The mechanism used in such a roller blind is not compatible with other window closing means, such as cellular curtains, lifting blinds and Roman blinds. As the roller blinds rise, the size of the curtain to be lifted decreases so that the spring element of constant torsional force is able to apply the necessary winding or upward force over the entire opening range. In contrast, a similar lifting mechanism is usually unsuitable in cellular curtains, lifting blinds and Roman blinds. In these types of window closing means, the material of the curtain element is usually collected by the lifting lower element, such as the lower guide, and increasing weight values are collected on the lower element as the window closing means rises. The reason for this is that the material of the curtain or element of the curtain is more and more being folded onto the lower guide as the lower guide rises, which increases the load on the lifting mechanism.

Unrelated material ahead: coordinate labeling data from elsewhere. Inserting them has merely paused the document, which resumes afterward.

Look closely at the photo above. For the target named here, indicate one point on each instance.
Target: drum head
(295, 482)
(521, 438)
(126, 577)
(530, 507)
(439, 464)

In order to match the increasing weight, very strong torque springs are used to accommodate the maximum weight of the curtain. One drawback of this approach, however, is that the speed at which the window closure is retracted may be too fast and uncontrollable. One attempt to solve this problem is justified in US patent No. 6666252, issued in the name of Welfonder. This patent examines the use of a hydraulic brake to control the speed at which the lifting cords are pulled in throughout the lifting process. Another approach that was used is shown in US Pat. No. 6,056,036 to Todd, which uses a mechanical friction element for a constant slow retraction speed. One problem with this approach is that the spring applied causes stress, which makes it difficult for the user to overcome it when he tries to lower the curtain. Excessive pulling force developed by the user often leads to damage to the window closure.

As an alternative, springs with variable stiffness were used. Such variable stiffness springs are substantially more difficult to use and manufacture.

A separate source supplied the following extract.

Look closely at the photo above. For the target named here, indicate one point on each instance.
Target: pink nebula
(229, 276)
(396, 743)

Therefore, there is a need for a window closing mechanism for window closing means, such as lifting blinds, mesh curtains and Roman curtains, which is self-lifting and solves the above problems.

The present invention relates to a self-lifting window closure and a regulating mechanism for window closing means. In particular, the window closing means is a self-rising window closing means that includes an upper guide, a curtain element such as a mesh panel, louvre plates or Roman curtain material, a lower guide, at least one lift cord, functionally attached to the first end to lower guide, and adjusting mechanism. The upper guide can determine the elongated groove, while the regulating mechanism is placed in it. In some embodiments, the control mechanism includes a drive axis and a drive device operably coupled to the drive axis. A drive device, which may be a spring with constant stiffness, provides a substantially constant rotational force on the drive axis.

At least one cord winding assembly is also mounted coaxially with respect to the drive axis. Typically, the number of nodes for winding the cord will be the same as the number of cords for lifting. However, in some cases, one node for winding the cord can be adapted to operate with multiple cords. The cord winding assembly includes at least one winding drum operably coupled to a second end of the lifting cord and having a tapered portion. The cord winding assembly also includes a mounting member for moving the cord winding assembly sideways along the axis of the drive while rotating the mounting member. In a preferred embodiment, the mounting member is a threaded tubular member associated with a winding drum. The cord winding assembly is adapted to convert rotational force on the drive axle into lifting force on a lifting cord, while the lifting force is greater than the total downward force exerted by the curtain element and the lower guide over the entire opening and closing range. In the present preferred embodiment, the cord winding assembly is rotationally fixed to the drive axis by a sleeve member adapted to engage the cord winding assembly and the drive axis. The sleeve element may be in a sliding relationship with the conical portion of the cord winding assembly.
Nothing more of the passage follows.